Borrowed from the Italian "zibetto", itself derived from the Arabic "zabad", meaning "foam", "musk", specifies the French Academy, it is of perfume that it is a question when this term is used. Because the “civet” qualifies, by extension, the liquid extracted from the strongly musky substance, secreted by the glands of the animal. After dilution, there was a time when the scent obtained was widely used in perfumery.

19th century Parisian coffee and tobacco shop.

In 1863, in Le Capitaine Fracasse, Théophile Gautier wrote: “The smell of smoky candles is worth more to me than civet, benzoin and ambergris.” Although for the sake of respect for animal life, this natural fragrance is now replaced by synthetic extracts, the word "civet" has not disappeared from our vocabulary.

As the English chemist Septimus Piesse explains in Histoire des Parfums et Hygiene de la Toilette, in 1905, during the heyday of snuff, the "civet", like the Tonka bean, was used to flavor molasses tobacco, dried and then reduced to powder before being consumed.

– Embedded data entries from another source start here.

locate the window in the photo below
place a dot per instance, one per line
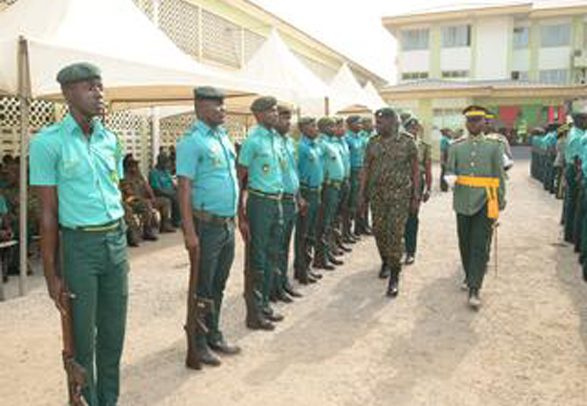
(448, 74)
(521, 37)
(520, 75)
(415, 39)
(555, 35)
(414, 75)
(456, 36)
(554, 76)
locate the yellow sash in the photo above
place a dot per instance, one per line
(491, 185)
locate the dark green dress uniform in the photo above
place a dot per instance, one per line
(388, 166)
(291, 187)
(86, 172)
(207, 158)
(357, 144)
(263, 155)
(334, 175)
(311, 175)
(476, 160)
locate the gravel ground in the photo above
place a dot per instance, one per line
(345, 343)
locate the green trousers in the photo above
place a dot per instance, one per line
(265, 217)
(305, 238)
(216, 257)
(328, 210)
(95, 269)
(290, 216)
(570, 201)
(474, 234)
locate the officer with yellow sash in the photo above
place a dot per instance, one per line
(475, 163)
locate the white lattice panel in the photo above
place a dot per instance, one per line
(253, 42)
(146, 7)
(179, 20)
(326, 73)
(221, 40)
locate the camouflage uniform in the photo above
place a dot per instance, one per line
(389, 173)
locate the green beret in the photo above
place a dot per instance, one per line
(263, 104)
(306, 120)
(325, 122)
(208, 93)
(283, 109)
(353, 119)
(78, 72)
(475, 111)
(386, 112)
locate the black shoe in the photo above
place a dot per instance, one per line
(222, 347)
(291, 291)
(314, 275)
(284, 297)
(207, 357)
(260, 323)
(345, 248)
(272, 316)
(393, 287)
(323, 265)
(335, 261)
(385, 271)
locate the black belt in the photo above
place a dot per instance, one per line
(310, 188)
(102, 228)
(212, 218)
(334, 183)
(271, 196)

It was then that in 1716, near what was the Palais Cardinal, not far from the Palais du Louvre, one of the holders of this bar named his establishment À la Civette. Located opposite the Café de la Régence, a renowned place where the best chess players and flavored tobacco lovers competed, the brand became just as famous. And for good reason, according to the institution sitting rue Saint-Honoré since 1854, the young Duchess of Chartres, wife of Louis-Philippe d'Orléans, reportedly declared in 1754 that "the best tobacco in Paris" was sold there.

Its reputation was such that many Parisian and provincial traders would have liked to take advantage of this notoriety by naming their establishment in the same way. Also, in L’Assommoir in 1877, Émile Zola mentioned the Little Civet of the rue des Poissonniers.